NEWS.md, CLAUDE.md, CONTRIBUTING.md, .github/copilot-instructions.md, and .github/pull_request_template.md carry a doctoc-generated table of contents inside the standard marker comments. After editing any of those files, regenerate the TOC before committing:

Rscript tools/run_doctoc.R --maxlevel 2 \
  NEWS.md CLAUDE.md CONTRIBUTING.md \
  .github/copilot-instructions.md .github/pull_request_template.md

tools/run_doctoc.R is a no-deps, idempotent R replacement for the npm doctoc CLI – it produces output indistinguishable from the upstream tool and runs without Node.js. Use --maxlevel 2 so the TOC only lists # and ## headings. cran-comments.md is intentionally excluded.

README.md (rmarkdown)

README.md is rendered from README.Rmd. After editing README.Rmd, re-render before committing:

devtools::build_readme()

Commit README.Rmd and the regenerated README.md together. Never hand-edit README.md.

DESCRIPTION (usethis)

After editing DESCRIPTION (adding/removing packages, bumping versions, updating Authors@R, etc.), normalize formatting before committing:

usethis::use_tidy_description()

This re-orders fields, alphabetizes Imports/Suggests, and reflows long lines so subsequent diffs stay minimal. Run it even for one-line edits.

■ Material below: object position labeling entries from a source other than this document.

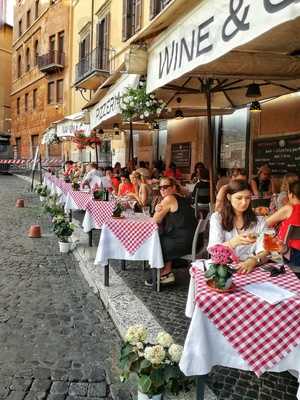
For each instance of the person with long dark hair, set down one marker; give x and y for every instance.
(237, 226)
(289, 215)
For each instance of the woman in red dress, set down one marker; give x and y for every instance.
(289, 215)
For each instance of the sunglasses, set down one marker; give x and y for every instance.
(165, 187)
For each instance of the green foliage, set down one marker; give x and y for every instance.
(219, 273)
(139, 105)
(62, 228)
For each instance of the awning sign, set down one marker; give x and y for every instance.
(211, 30)
(69, 128)
(109, 105)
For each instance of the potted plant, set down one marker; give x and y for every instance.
(97, 193)
(42, 191)
(52, 206)
(219, 273)
(155, 365)
(63, 230)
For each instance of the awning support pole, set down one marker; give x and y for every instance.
(210, 142)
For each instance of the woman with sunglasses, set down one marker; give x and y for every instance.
(177, 222)
(237, 226)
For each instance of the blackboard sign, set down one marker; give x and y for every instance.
(281, 153)
(181, 156)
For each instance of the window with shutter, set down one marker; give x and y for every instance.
(124, 22)
(138, 15)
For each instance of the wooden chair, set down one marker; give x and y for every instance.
(293, 233)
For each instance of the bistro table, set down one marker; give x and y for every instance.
(97, 212)
(130, 238)
(239, 330)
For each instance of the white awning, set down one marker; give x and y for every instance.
(215, 28)
(109, 105)
(74, 123)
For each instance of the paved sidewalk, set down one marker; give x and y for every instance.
(57, 341)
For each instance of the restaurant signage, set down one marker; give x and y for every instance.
(282, 153)
(109, 105)
(211, 30)
(181, 156)
(69, 128)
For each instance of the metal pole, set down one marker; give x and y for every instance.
(210, 142)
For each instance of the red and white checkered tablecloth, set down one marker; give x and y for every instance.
(132, 233)
(261, 333)
(100, 211)
(81, 199)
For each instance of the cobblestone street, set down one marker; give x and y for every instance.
(57, 341)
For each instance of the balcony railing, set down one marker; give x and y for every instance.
(51, 62)
(93, 68)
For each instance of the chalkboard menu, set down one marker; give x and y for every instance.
(281, 153)
(181, 156)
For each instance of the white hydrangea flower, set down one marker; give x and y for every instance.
(155, 354)
(135, 334)
(164, 339)
(175, 351)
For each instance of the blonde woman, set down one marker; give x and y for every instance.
(282, 199)
(142, 191)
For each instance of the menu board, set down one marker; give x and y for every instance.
(281, 153)
(181, 156)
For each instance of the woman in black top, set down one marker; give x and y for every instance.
(177, 223)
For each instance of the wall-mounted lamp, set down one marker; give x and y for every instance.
(179, 112)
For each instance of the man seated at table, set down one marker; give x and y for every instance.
(237, 226)
(289, 215)
(235, 174)
(92, 172)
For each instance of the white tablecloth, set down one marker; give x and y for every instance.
(205, 347)
(111, 248)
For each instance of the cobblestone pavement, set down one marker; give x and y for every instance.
(57, 341)
(168, 307)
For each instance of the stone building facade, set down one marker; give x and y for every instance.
(40, 72)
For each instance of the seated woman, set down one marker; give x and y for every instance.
(282, 198)
(289, 215)
(142, 191)
(237, 226)
(125, 186)
(178, 224)
(262, 184)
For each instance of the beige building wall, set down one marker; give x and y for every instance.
(5, 77)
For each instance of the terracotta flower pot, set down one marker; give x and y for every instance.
(34, 231)
(20, 203)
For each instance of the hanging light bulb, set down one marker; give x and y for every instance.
(255, 106)
(253, 90)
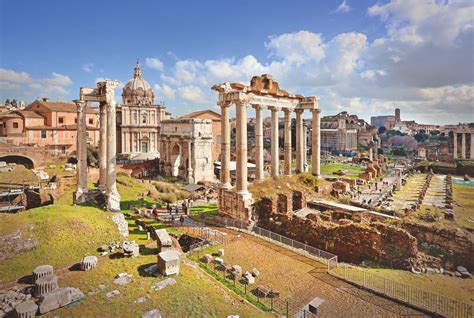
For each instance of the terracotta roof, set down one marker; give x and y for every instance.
(29, 114)
(62, 107)
(200, 112)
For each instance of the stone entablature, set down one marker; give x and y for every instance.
(263, 92)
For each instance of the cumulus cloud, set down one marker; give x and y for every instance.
(164, 91)
(87, 67)
(154, 63)
(343, 7)
(22, 85)
(192, 94)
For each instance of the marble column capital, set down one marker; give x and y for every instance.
(80, 104)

Release notes triad: NEWS.md / cran-comments.md / _pkgdown.yml

Three files describe the same release at different audiences. Whenever you add a NEWS.md bullet, think through all three before committing:

NEWS.md – authoritative changelog for downstream users; rendered into the pkgdown changelog. New bullets go under the most recent unreleased version heading. Extend an existing subsection (### Bug fixes, ### New features, etc.) rather than starting a new one when the change is incremental.
cran-comments.md – the short-form summary submitted to CRAN. Every behavioral or user-visible change in NEWS.md should be reflected here before submission. Purely internal changes (refactors, test infrastructure, dev tooling) can be omitted.
_pkgdown.yml – the pkgdown reference index. New exported functions need to land in the right reference: section. The config uses starts_with() selectors (starts_with("mlb_"), starts_with("fg_"), etc.), so new functions matching those prefixes are picked up automatically; explicitly listed functions need a manual entry.

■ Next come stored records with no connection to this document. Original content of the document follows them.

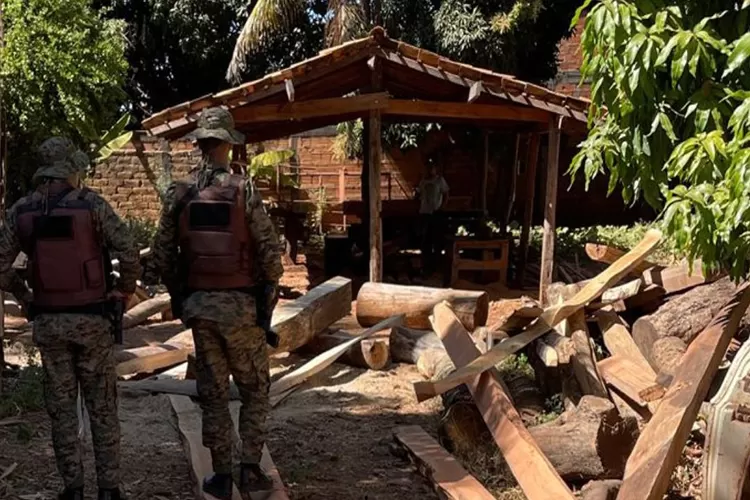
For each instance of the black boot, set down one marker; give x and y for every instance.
(113, 494)
(253, 478)
(71, 494)
(219, 485)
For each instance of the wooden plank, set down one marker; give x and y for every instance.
(627, 377)
(584, 361)
(619, 342)
(528, 211)
(465, 111)
(323, 361)
(302, 110)
(531, 468)
(550, 210)
(660, 445)
(450, 480)
(549, 318)
(375, 152)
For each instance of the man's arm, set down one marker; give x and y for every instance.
(10, 247)
(162, 262)
(118, 239)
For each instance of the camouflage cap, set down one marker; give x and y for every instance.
(59, 159)
(216, 123)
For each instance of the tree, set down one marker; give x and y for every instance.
(671, 115)
(178, 50)
(62, 66)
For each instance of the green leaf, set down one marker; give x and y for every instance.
(739, 55)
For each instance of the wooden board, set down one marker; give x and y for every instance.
(533, 471)
(549, 318)
(450, 480)
(659, 448)
(323, 361)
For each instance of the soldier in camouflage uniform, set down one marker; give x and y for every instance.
(215, 236)
(74, 338)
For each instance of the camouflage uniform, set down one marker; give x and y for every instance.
(76, 348)
(227, 337)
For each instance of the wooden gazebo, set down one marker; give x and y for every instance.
(377, 78)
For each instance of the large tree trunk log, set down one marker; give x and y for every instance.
(295, 322)
(682, 317)
(372, 354)
(590, 442)
(377, 301)
(144, 310)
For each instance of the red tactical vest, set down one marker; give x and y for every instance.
(66, 256)
(214, 239)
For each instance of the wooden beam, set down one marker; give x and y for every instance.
(289, 85)
(549, 318)
(448, 477)
(303, 110)
(660, 445)
(375, 152)
(528, 210)
(465, 111)
(550, 210)
(475, 91)
(531, 468)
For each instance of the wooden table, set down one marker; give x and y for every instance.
(489, 255)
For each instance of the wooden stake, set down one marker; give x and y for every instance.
(659, 448)
(550, 209)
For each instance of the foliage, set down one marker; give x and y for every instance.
(179, 49)
(62, 64)
(673, 77)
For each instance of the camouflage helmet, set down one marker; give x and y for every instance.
(58, 159)
(216, 123)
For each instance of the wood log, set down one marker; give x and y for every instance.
(372, 354)
(295, 322)
(551, 317)
(659, 447)
(683, 317)
(448, 477)
(608, 255)
(533, 471)
(378, 301)
(144, 310)
(591, 441)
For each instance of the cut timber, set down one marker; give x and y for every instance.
(627, 378)
(323, 361)
(370, 354)
(551, 317)
(679, 278)
(659, 448)
(295, 322)
(534, 473)
(618, 341)
(584, 363)
(450, 480)
(144, 310)
(608, 255)
(408, 345)
(683, 317)
(377, 301)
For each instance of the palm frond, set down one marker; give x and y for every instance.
(267, 17)
(347, 22)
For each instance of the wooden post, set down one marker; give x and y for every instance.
(550, 209)
(528, 212)
(374, 164)
(485, 171)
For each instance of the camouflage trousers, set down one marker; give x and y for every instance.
(77, 349)
(220, 350)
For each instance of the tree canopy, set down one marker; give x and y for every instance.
(62, 66)
(671, 115)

When a change touches the API surface (new export, deprecation, removal), include a one-line note in your commit message confirming you’ve checked all three files.

Commit Messages

Use Conventional Commits:

feat: add mlb_draft_pick_history() endpoint wrapper
fix: initialize return value before tryCatch in fg_team_pitcher()
docs: update NEWS.md for v1.6.0
test: add subset-direction column checks for statcast_search()
refactor: extract NCAA payload parsing into helper
chore: update .Rbuildignore patterns
ci: bump actions/checkout to v5

Prefer scoped subjects when useful (e.g. feat(mlb): ..., docs(contrib): ...). Use type!: or a BREAKING CHANGE: footer for breaking changes. Split unrelated work into separate commits for reviewability.

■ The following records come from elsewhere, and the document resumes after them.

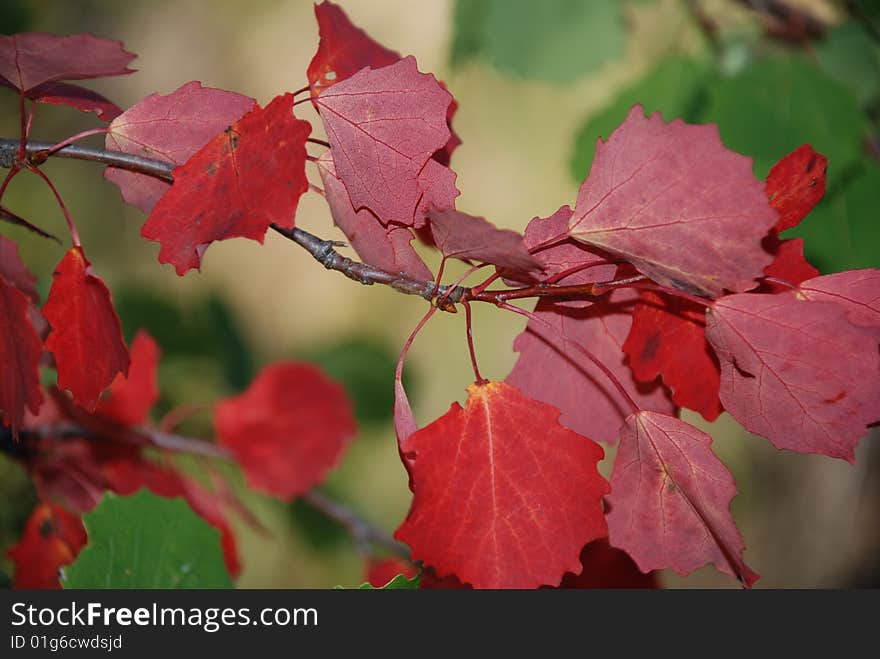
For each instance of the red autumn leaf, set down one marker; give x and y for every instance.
(383, 126)
(483, 507)
(789, 264)
(857, 291)
(20, 352)
(385, 247)
(32, 59)
(796, 371)
(288, 429)
(670, 501)
(52, 538)
(668, 339)
(130, 398)
(796, 184)
(655, 187)
(608, 567)
(590, 403)
(247, 177)
(437, 186)
(63, 93)
(470, 238)
(562, 258)
(86, 337)
(380, 572)
(14, 271)
(343, 50)
(171, 128)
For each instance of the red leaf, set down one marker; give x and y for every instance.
(130, 398)
(171, 128)
(668, 338)
(243, 180)
(20, 352)
(670, 501)
(466, 237)
(62, 93)
(796, 371)
(655, 187)
(86, 338)
(484, 507)
(380, 572)
(32, 59)
(388, 247)
(288, 429)
(857, 291)
(796, 184)
(547, 239)
(551, 370)
(14, 270)
(789, 264)
(343, 50)
(52, 538)
(608, 567)
(383, 126)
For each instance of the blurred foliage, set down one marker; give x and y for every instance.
(365, 366)
(543, 40)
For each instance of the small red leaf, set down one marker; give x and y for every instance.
(789, 264)
(171, 128)
(343, 50)
(466, 237)
(484, 507)
(385, 247)
(551, 370)
(383, 126)
(288, 429)
(62, 93)
(20, 352)
(857, 291)
(380, 572)
(130, 398)
(796, 371)
(562, 258)
(249, 176)
(670, 501)
(655, 187)
(52, 538)
(32, 59)
(668, 338)
(608, 567)
(796, 184)
(86, 337)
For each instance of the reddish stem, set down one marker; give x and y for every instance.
(74, 235)
(613, 378)
(467, 320)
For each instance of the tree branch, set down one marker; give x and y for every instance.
(321, 250)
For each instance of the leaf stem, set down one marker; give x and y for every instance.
(583, 350)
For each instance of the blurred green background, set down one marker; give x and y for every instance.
(536, 84)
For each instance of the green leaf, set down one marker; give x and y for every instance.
(675, 89)
(145, 541)
(400, 582)
(842, 232)
(780, 103)
(852, 57)
(553, 40)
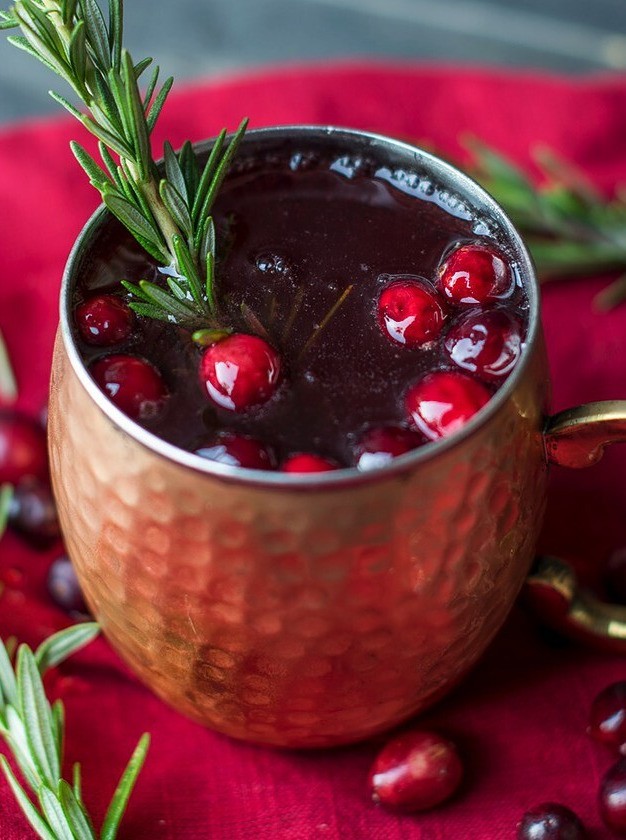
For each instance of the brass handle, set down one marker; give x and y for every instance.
(577, 438)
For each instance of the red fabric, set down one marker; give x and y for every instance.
(520, 718)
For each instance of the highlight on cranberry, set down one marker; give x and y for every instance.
(240, 371)
(381, 444)
(237, 451)
(442, 402)
(416, 771)
(104, 320)
(607, 719)
(612, 798)
(308, 350)
(411, 312)
(487, 343)
(132, 384)
(475, 273)
(551, 821)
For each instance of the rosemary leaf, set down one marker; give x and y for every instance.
(140, 133)
(37, 717)
(116, 809)
(159, 102)
(116, 31)
(78, 817)
(31, 813)
(8, 385)
(58, 726)
(174, 174)
(8, 685)
(97, 176)
(131, 218)
(188, 269)
(58, 647)
(97, 33)
(54, 814)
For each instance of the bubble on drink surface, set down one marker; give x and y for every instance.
(420, 186)
(304, 161)
(351, 166)
(273, 264)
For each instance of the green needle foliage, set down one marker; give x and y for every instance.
(568, 226)
(33, 729)
(8, 385)
(167, 212)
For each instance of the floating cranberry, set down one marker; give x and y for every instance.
(475, 274)
(33, 513)
(415, 771)
(488, 344)
(307, 463)
(64, 588)
(237, 451)
(132, 384)
(104, 320)
(443, 401)
(410, 312)
(379, 445)
(23, 450)
(615, 576)
(607, 721)
(240, 371)
(612, 798)
(550, 821)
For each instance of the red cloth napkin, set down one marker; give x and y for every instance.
(520, 717)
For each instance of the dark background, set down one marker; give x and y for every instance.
(200, 38)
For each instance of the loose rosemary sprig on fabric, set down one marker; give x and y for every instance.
(568, 226)
(8, 384)
(34, 732)
(168, 213)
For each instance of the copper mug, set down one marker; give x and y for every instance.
(309, 611)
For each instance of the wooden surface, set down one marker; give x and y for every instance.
(193, 38)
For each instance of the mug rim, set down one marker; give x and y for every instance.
(443, 172)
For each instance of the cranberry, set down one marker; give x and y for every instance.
(615, 576)
(612, 798)
(550, 821)
(32, 512)
(379, 445)
(410, 312)
(416, 771)
(488, 344)
(23, 450)
(443, 401)
(237, 451)
(132, 384)
(305, 462)
(607, 721)
(104, 320)
(475, 274)
(240, 371)
(64, 588)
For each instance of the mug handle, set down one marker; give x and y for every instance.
(577, 438)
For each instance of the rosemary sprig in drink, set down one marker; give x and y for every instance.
(33, 729)
(169, 213)
(568, 226)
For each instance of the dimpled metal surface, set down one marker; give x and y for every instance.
(295, 617)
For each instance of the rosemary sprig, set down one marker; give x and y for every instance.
(8, 385)
(33, 729)
(568, 226)
(168, 211)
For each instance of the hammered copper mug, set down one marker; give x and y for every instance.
(313, 610)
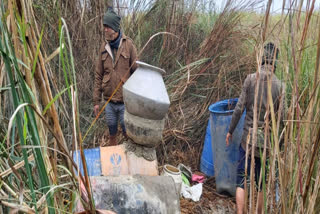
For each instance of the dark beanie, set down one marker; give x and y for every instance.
(270, 54)
(112, 20)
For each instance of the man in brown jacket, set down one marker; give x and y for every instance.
(246, 101)
(115, 64)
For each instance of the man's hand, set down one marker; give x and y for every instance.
(229, 137)
(96, 109)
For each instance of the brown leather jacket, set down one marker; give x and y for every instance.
(246, 101)
(110, 71)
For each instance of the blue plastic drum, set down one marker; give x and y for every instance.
(206, 162)
(225, 158)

Important: Never include AI tools or assistants (e.g. Claude, Copilot) as commit co-authors. Omit all Co-Authored-By trailers that reference AI tools.

Pull Requests

Target master (the default and release branch).
Fill out the pull request template completely.
Ensure devtools::check() passes with no new errors, warnings, or notes.
Ensure devtools::document() has been run so man/ and NAMESPACE are current.
Add or update tests for any changed behavior, respecting the live-API and NCAA IP-ban caveats above.
Add a NEWS.md bullet (and reflect user-visible changes in cran-comments.md and _pkgdown.yml where applicable).
Keep the PR focused; split unrelated changes into separate PRs.

Reporting Issues

When filing a bug report, please include:

A minimal reprex (reproducible example) showing the call you made.
The relevant identifier(s) you passed (e.g. game_pk, FanGraphs player id, season, team).
The output of sessionInfo().
The full error or warning message.

For NCAA-related issues, please note whether you may have been rate-limited or IP-banned (the symptom is usually an HTTP error or an empty/timeout response after repeated requests).

License

baseballr is released under the MIT License. By contributing, you agree that your contributions will be licensed under the same terms.